Prabowo, however, remained calm amid the charges and even gave a five-hour interview to American journalist Margaret Scott before he was questioned by a military council in early August.
''They put me down in the gutter,'' Prabowo reportedly said.
The public pressure and the downfall of Suharto have prompted the military to set up a military council to question Prabowo and two other Kopassus officers.
On Monday, Prabowo was fired from all posts in the military while his two sidekicks were stripped of their authority but allowed to remain in the army.
''They must be held responsible for their attitude and action which obviously violated the officer's code of honour and damaged the image of the armed forces,'' Wiranto said.
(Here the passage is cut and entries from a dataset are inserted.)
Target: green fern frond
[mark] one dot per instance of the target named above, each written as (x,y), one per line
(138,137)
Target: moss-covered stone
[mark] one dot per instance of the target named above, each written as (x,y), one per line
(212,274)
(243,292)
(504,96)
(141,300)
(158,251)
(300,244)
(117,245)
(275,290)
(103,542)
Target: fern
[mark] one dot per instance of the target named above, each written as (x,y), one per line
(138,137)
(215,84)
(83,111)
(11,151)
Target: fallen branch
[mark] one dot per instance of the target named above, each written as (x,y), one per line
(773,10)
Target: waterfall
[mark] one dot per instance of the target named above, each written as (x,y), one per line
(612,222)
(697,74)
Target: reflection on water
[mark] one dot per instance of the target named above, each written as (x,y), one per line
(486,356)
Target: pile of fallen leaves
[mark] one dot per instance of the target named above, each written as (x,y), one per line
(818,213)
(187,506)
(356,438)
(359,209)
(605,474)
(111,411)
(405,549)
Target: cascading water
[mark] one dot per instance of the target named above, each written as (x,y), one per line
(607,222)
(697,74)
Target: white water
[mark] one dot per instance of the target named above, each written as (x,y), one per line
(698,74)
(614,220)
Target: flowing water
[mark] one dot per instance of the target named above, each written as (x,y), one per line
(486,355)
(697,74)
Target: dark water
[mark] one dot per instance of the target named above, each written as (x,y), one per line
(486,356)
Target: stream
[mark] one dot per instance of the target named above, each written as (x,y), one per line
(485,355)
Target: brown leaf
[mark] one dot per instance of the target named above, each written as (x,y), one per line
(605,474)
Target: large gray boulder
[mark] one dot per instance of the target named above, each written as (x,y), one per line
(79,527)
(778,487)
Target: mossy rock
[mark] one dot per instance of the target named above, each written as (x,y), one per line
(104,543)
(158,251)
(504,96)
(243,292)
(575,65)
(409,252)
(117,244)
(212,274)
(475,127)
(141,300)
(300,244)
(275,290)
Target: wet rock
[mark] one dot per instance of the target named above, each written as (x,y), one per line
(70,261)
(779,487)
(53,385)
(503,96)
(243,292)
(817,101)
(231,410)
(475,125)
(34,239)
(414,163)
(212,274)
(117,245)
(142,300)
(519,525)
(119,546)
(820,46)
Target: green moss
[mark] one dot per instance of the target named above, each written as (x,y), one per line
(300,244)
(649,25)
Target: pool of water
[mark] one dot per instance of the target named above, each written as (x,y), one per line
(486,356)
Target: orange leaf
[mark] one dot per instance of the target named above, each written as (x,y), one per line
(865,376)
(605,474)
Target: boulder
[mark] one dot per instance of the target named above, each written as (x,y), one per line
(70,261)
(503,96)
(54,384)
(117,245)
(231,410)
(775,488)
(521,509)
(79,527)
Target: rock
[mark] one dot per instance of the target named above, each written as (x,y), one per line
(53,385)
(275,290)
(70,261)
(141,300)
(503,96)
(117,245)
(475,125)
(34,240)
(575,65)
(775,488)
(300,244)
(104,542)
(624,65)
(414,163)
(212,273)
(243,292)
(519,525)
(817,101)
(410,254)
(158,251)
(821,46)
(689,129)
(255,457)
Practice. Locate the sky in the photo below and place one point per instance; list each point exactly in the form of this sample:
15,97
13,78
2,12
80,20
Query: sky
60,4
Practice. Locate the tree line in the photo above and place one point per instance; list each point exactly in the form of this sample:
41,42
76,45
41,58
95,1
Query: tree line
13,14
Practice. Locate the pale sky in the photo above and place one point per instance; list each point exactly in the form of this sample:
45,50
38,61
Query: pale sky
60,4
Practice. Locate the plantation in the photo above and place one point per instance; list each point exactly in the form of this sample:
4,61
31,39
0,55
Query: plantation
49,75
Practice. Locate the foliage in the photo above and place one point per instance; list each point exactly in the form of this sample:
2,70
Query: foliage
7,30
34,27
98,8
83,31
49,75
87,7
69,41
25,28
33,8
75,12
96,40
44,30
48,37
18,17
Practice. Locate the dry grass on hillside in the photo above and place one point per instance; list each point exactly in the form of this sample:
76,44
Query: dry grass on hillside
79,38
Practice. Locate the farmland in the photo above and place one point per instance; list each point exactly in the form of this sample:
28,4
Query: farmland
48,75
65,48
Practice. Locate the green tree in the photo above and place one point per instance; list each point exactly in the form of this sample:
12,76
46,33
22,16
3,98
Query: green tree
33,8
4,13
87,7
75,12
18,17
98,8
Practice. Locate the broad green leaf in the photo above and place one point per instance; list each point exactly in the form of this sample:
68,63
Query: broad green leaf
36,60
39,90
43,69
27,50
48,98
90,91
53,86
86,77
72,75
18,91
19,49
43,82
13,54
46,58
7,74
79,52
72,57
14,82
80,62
Western military sources said Wiranto dragged Prabowo before the council to boost the military's credibility, preserve his own position and solidify his support.
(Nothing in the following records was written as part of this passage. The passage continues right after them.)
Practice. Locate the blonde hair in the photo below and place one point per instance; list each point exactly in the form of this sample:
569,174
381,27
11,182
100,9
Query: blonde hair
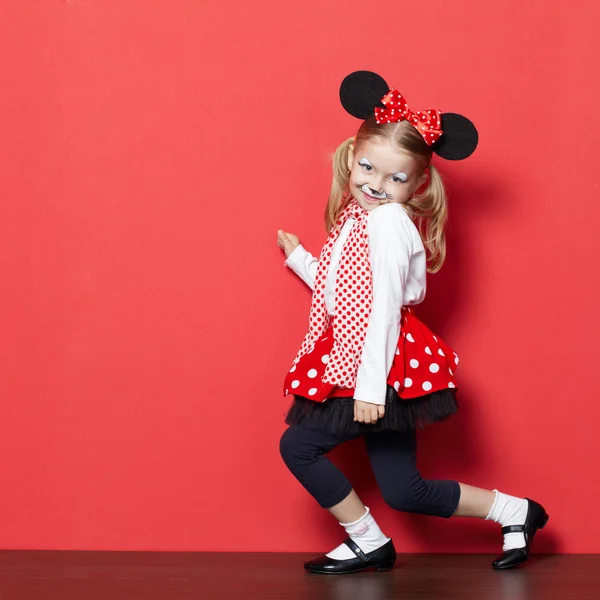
429,209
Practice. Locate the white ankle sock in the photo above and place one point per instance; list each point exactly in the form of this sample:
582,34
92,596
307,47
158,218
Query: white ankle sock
509,510
365,533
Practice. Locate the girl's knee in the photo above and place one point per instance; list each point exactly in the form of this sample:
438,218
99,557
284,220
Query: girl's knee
406,496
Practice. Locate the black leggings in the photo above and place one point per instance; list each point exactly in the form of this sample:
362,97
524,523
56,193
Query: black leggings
393,460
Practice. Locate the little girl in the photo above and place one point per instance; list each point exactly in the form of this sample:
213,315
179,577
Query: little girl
367,366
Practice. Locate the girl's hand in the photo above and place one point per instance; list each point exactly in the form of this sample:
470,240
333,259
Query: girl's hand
365,412
287,241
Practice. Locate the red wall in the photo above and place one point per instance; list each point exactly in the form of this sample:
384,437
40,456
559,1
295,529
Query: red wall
150,150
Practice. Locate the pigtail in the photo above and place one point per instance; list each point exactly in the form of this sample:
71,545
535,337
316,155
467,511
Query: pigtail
430,211
338,195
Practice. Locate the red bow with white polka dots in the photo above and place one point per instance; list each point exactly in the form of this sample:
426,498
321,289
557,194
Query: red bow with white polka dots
427,122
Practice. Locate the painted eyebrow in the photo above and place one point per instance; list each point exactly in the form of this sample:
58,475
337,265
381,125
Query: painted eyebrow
393,174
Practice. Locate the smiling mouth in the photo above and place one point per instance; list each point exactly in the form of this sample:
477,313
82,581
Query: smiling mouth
368,192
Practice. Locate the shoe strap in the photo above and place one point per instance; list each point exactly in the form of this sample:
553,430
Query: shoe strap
356,549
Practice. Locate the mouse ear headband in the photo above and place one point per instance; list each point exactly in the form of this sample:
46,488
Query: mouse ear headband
451,136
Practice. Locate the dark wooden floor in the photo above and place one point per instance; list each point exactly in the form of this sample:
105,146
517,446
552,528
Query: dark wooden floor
25,575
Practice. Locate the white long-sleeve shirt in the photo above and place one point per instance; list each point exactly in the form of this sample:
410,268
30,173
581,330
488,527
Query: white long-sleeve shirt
399,272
''It is not clear whether Prabowo is the anti-Christ who orchestrated everything. There may be a tendency to use the council by senior figures to offload their own sins on him,'' a foreign military attache said.
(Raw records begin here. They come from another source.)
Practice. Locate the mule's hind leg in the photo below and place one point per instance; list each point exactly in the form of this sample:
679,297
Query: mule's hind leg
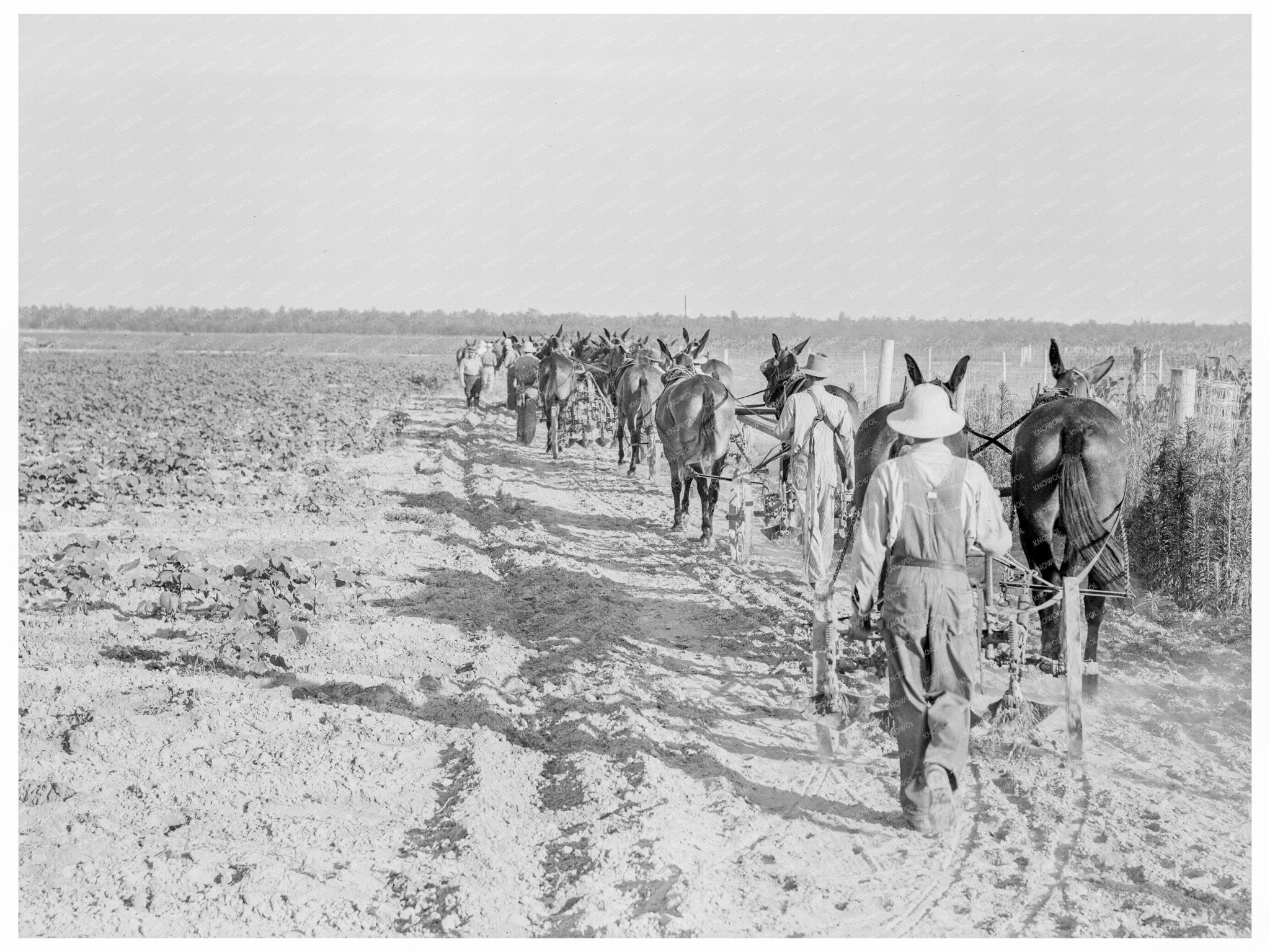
1037,539
676,485
706,512
1094,607
709,491
636,450
687,479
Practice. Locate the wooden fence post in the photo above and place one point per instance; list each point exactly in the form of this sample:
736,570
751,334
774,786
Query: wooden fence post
741,516
884,367
1073,645
1181,397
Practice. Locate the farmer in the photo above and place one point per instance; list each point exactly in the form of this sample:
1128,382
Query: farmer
488,358
470,368
817,425
921,514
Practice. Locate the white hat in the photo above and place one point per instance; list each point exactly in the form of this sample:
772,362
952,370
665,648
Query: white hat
926,414
817,366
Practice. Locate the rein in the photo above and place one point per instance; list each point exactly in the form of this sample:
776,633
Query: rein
1043,398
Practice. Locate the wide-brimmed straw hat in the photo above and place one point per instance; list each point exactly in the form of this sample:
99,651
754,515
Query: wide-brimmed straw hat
817,366
926,414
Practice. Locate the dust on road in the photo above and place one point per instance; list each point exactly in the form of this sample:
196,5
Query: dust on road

Now that the three-star general's career is coming to an end, a former colleague said Prabowo was not really prepared to have such a burdensome responsibility. Prabowo rose fast through the ranks when Suharto was in power. He was the first among his classmates to reach such high positions, no doubt with help from his father-in-law.
Among the army elite circle, Prabowo is considered as a ''sick person''. Often brash, he was said to have a ''split personality''. But what he wanted, he always got, most probably assisted by Suharto.
Ironically, with Suharto gone, Prabowo had a real opportunity to show who he really was. But it was too late.